Look at the sequence of numbers: 10, 20, 40, 80, 160, .... Each number seems to be double the previous one. This indicates a geometric sequence with a common ratio.

Calculate the Common Ratio

To find the common ratio (r), divide the second term by the first: \( \frac{20}{10} = 2 \). Similarly, check other terms: \( \frac{40}{20}, \frac{80}{40}, \frac{160}{80} \), which also equals 2. Hence, the common ratio is 2.

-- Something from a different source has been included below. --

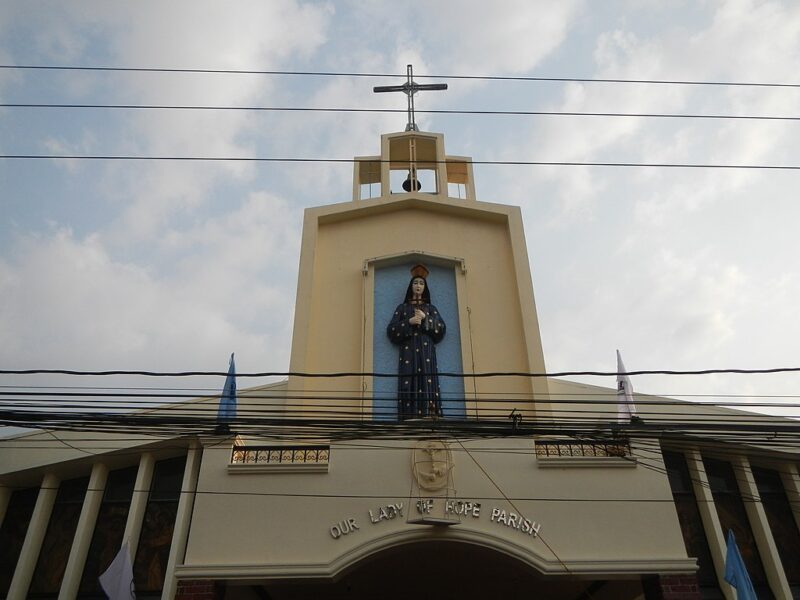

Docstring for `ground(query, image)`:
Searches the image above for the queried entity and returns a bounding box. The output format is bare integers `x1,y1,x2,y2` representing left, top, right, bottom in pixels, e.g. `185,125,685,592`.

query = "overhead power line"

Use the Formula for the nth Term of a Geometric Sequence

The formula for the nth term of a geometric sequence is \( a_n = a_1 \cdot r^{n-1} \), where \( a_1 = 10 \) is the first term and \( r = 2 \) is the common ratio.

Express the nth Term

Plug the values \( a_1 = 10 \) and \( r = 2 \) into the formula: \[ a_n = 10 \cdot 2^{n-1} \]. This expression gives the nth term of the geometric sequence.

Key concepts

Common Ratio

The common ratio in a geometric sequence is a key element. It's what you multiply each term by to get to the next term in the sequence. To find it, take any term in the sequence, and divide it by the previous term. In our exercise, the sequence begins with 10, 20, 40, 80, 160. By dividing 20 by 10, we find the common ratio is 2. This same process applies to other consecutive terms:

• 40 divided by 20
• 80 divided by 40
• 160 divided by 80

All result in 2. This implies consistent multiplication throughout the sequence. Understanding the common ratio confirms the multiplicative pattern that defines geometric sequences.

Nth Term Formula

The nth term formula for a geometric sequence helps us find any term in the sequence without listing all the terms. Once you've got the common ratio, the formula is quite straightforward: \[ a_n = a_1 \cdot r^{n-1} \] Here, \( a_n \) represents the nth term. For the first term, \( a_1 \), and the common ratio, \( r \), you insert those values. In our example, the first term is 10, and \( r \) is 2. So the formula becomes:

• \[ a_n = 10 \cdot 2^{n-1} \]

This provides a way to calculate any term directly by plugging in the value for \( n \). It makes working with large numbers easy!

Sequence Pattern

Understanding the pattern in a sequence is crucial. In a geometric sequence, the pattern is defined by the common ratio. Once you've noticed that each term is obtained by multiplying the previous term by a constant number, you've identified a geometric sequence. In our example:

• Start with 10, multiply by 2 to get 20.
• Multiply 20 by 2 to get 40.
• This continuous pattern demonstrates the power of sequences.

Recognizing such patterns aids in easily predicting any following terms without needing to compute each one step by step. This helps streamline calculations and deepen the understanding of mathematical sequences.